In the absence of that existential Cold War threat, America turned to trivia reminiscent of the Roaring Twenties of the 1920s.


Television comedies and Hollywood movies, Black hip-hop and rap music, White Country music became bigger than ever.
America elected the youthful Bill Clinton and Al Gore in November 1992, preferring them to the patrician president George Bush.


In the middle of the decade, young computer geeks and engineers in Silicon Valley, most of them reporting to work dressed in T-shirts and jeans, started to turn the world upside down with their software and startup companies that were riding on the information superhighway.
Conservatism was out, the leftish progressive was in.
The assumptions that the West should continue to have its culture underpinned by Judeo-Christian moral values were brought into question.

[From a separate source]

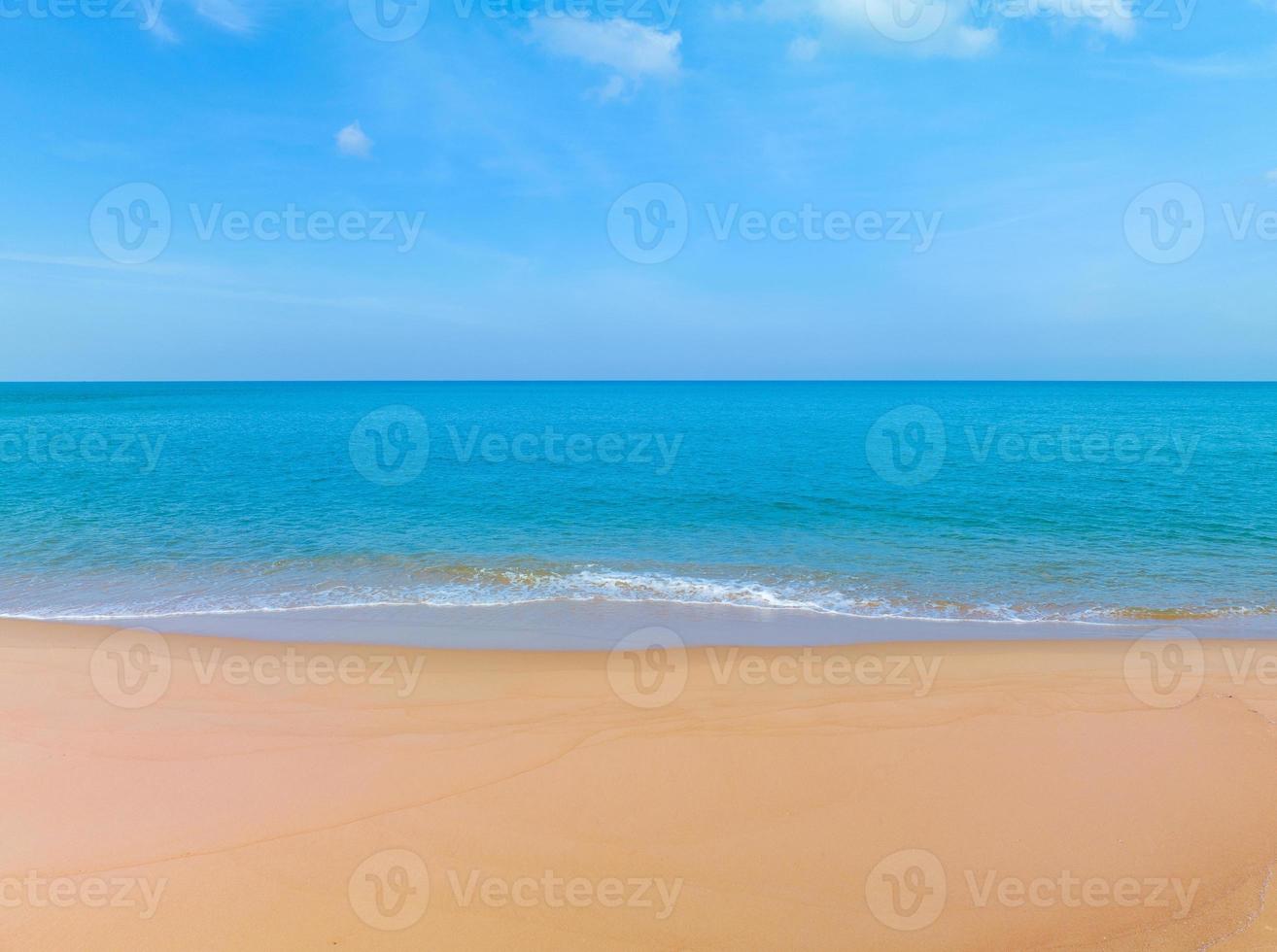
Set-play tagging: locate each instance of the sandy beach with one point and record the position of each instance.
(173, 792)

Nelson Mandela was freed from imprisonment in 1990 after 27 years and his magnanimity and dignity impressed Americans and Europeans and they immediately crowned him a global hero.
White Americans and Europeans started to blame their governments, big business and even their own race for inflicting suffering and enslavement on other races and nations.

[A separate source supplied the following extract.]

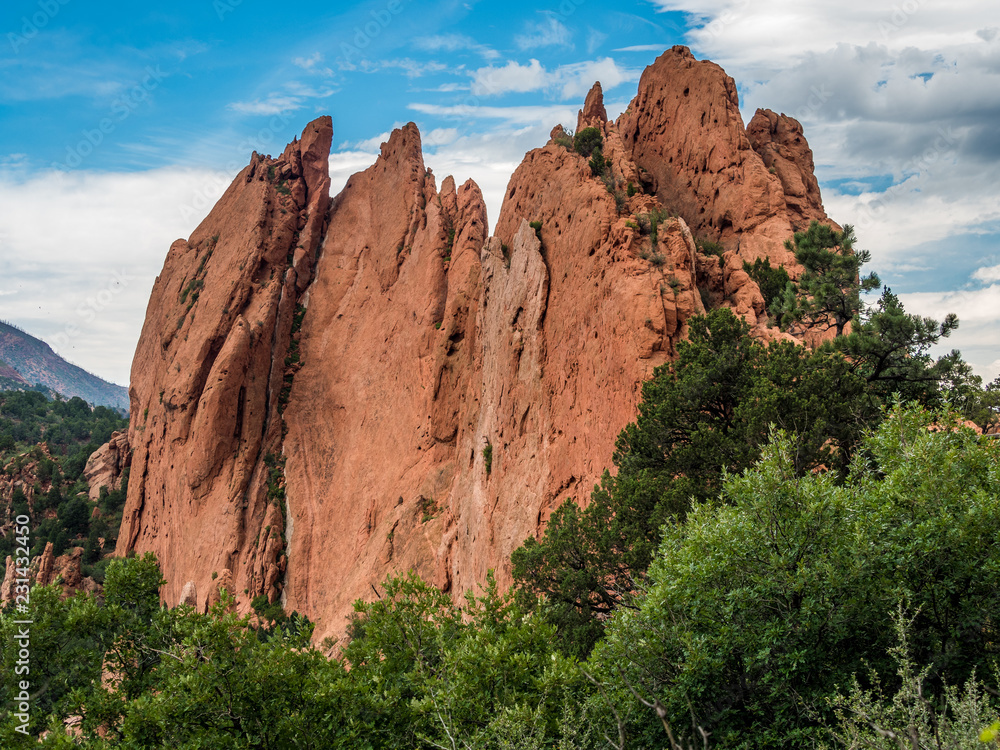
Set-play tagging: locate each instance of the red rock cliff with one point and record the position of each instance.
(329, 391)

Laden with guilt, White America started to elect more and more Black senators, governors, big city mayors and to crown as winners Black contestants of the Miss America beauty pageant.
In that progressive decade, this bending over backward to create harmonious relations between White and Black became so entrenched that even the Republican Party, generally perceived as more the White party than the Democratic Party, worked on its image and tried to shed any residual racism.
Gen Collin Powell was named the first black chairman of the US Joint Chiefs of Staff.
In 1997, a young golfer called Tiger Woods won the US Masters by a wide margin and quickly rose to become a superstar.


The influential black magazines JET and Ebony featured all these milestones of Black entry into the American mainstream.
In October 1995, the verdict was announced in the sensational double murder trial of the former American Football star O. J. Simpson.


The trial had lasted nearly one year and every development was followed day by day by a fascinated world.
Simpson was declared not guilty.
Newsweek magazine in its edition the following week published two photographs that revealed an uncomfortable reality beneath the supposed new post-racial America.
One photo showed young Black people, men and women, leaping into the air as soon as the Simpson not guilty verdict was read. The second photo showed young White people staring in shocked silence at the TV screen and one of two in tears.


Simpson was a Black man married to a White woman, Nicole Brown-Simpson.
In June 1994, Nicole Simpson, who appeared to have been having an affair with a young man called Ron Goodman, were both murdered and Simpson became the prime suspect.
This is some background to give today’s young reader an idea of what it means to America to have Trump as president and why the country seems so divided and angry.
Trump is a startling return to the 1950s, when America was clearly and almost officially a segregated country.

About 1990s

In the middle of the decade, young computer geeks and engineers in Silicon Valley, most of them reporting to work dressed in T-shirts and jeans, started to turn the world upside down with their software and startup companies that were riding on the information superhighway.
Conservatism was out, the leftish progressive was in.